The counterargument is based on the fact that the primary target for CIMMYT's research are
the more than 500 million people in the world who are resource poor farmers and their
families who live in extreme poverty, grow their own food, and often rely on wheat and
maize as their primary source of calories. For these farmers, the global levels of production of
wheat and maize, as well as their price, are largely irrelevant. Further, the research outputs
targeted at large scale commercial farmers operating in high input production systems in
developed, and the more rapidly developing, countries seldom spillover to resource poor
farmers in low yielding, low input environments typically subject to multiple biotic and
abiotic stresses.

The Panel therefore concluded that the case for the continued support of CIMMYT in
developing germplasm with multiple stress resistance specifically targeted at resource poor
farmers was strong and clear. Such improved germplasm that was not only accessible to
resource poor farmers but specifically targeted to their needs was essential if they were to
benefit from the ongoing scientific advances in genetics, genomics, and breeding.

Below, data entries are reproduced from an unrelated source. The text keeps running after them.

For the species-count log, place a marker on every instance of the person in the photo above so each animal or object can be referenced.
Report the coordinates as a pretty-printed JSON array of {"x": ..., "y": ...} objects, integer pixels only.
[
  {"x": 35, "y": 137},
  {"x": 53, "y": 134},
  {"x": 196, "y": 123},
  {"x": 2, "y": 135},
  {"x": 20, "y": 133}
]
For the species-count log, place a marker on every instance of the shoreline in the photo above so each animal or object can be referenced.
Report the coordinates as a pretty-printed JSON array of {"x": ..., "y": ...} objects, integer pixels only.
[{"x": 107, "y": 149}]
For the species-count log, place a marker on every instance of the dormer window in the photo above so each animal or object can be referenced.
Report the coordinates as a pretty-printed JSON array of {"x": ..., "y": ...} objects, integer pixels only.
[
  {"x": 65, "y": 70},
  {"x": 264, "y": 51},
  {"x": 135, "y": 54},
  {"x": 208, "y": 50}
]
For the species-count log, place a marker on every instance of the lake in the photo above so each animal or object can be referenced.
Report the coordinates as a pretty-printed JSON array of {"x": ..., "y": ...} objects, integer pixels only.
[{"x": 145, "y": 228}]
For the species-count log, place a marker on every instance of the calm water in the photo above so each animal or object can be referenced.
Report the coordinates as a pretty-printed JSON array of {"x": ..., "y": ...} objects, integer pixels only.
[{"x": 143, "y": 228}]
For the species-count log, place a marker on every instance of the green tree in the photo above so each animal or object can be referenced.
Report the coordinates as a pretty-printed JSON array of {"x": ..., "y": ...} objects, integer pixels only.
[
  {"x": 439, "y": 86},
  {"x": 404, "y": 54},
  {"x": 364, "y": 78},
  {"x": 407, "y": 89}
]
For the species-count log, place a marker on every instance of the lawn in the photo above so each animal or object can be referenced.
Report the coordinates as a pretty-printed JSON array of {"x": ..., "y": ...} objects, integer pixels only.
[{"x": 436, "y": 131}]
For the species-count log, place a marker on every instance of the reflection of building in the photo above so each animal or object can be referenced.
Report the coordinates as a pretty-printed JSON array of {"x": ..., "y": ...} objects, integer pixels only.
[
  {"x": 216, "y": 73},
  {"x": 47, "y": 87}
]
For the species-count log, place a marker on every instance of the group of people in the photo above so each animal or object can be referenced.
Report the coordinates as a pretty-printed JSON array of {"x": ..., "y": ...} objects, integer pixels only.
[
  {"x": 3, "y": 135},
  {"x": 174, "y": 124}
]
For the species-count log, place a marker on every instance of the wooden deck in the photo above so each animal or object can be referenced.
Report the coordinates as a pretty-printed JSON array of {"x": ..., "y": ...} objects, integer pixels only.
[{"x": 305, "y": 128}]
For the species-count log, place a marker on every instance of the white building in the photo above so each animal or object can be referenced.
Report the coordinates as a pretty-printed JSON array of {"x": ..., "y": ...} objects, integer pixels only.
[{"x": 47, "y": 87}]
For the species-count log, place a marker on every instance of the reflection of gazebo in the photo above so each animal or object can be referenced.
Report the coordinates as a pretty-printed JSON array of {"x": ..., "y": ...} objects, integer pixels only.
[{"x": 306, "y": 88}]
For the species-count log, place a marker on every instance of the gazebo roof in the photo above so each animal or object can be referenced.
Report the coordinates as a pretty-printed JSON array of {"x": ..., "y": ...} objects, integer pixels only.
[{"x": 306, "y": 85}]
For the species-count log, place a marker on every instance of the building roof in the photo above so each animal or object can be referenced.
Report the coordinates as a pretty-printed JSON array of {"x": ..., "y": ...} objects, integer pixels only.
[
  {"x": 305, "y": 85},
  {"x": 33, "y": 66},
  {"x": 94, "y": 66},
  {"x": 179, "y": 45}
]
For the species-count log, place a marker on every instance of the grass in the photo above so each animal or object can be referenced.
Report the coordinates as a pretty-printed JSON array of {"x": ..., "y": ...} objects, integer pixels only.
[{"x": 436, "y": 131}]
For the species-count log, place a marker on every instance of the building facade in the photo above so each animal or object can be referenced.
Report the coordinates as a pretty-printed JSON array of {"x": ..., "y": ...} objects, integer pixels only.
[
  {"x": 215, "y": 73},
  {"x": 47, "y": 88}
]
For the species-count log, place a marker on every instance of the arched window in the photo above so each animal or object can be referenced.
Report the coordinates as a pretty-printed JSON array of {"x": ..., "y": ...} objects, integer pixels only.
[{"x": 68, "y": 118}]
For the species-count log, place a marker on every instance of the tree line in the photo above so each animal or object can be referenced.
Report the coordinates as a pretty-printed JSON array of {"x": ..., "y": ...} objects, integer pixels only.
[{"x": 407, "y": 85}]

CIMMYT's Board of Trustees has been one of the more stable components of the Centers
organizational structure over the last three years. It is composed of a set of expert, talented
and experienced individuals. Yet, collectively the Board, which carries ultimate
responsibility for maintaining adequate internal controls, failed in its oversight role of the
Center's finances and management. The cost of this failure was borne not by the Board but
by the staff and Programs of the Center.

The Board has moved to improve its structure and performance in recent years so that the
Governance today at CIMMYT is better than it was in 2001/2. However, it is still not good
enough and the Panel identified several areas of the Board's operations that require remedial
attention. These include, but are not limited to:
* The size composition and committee structure of the Board
* Board orientation and learning
* Board evaluation of the DG, the Board Chair and itself
* Board oversight of the Centers finances and resource development

A number of the issues identified by the Panel are not unique to the CIMMYT Board but are
shared to varying degrees by the Boards of all the CGIAR Centers. In an Appendix to this
report the Panel proposes a more functional and strategic approach to Center Governance as
a means of heightening awareness of the issues across the CGIAR and perhaps invoking a
coordinated system wide approach to their resolution.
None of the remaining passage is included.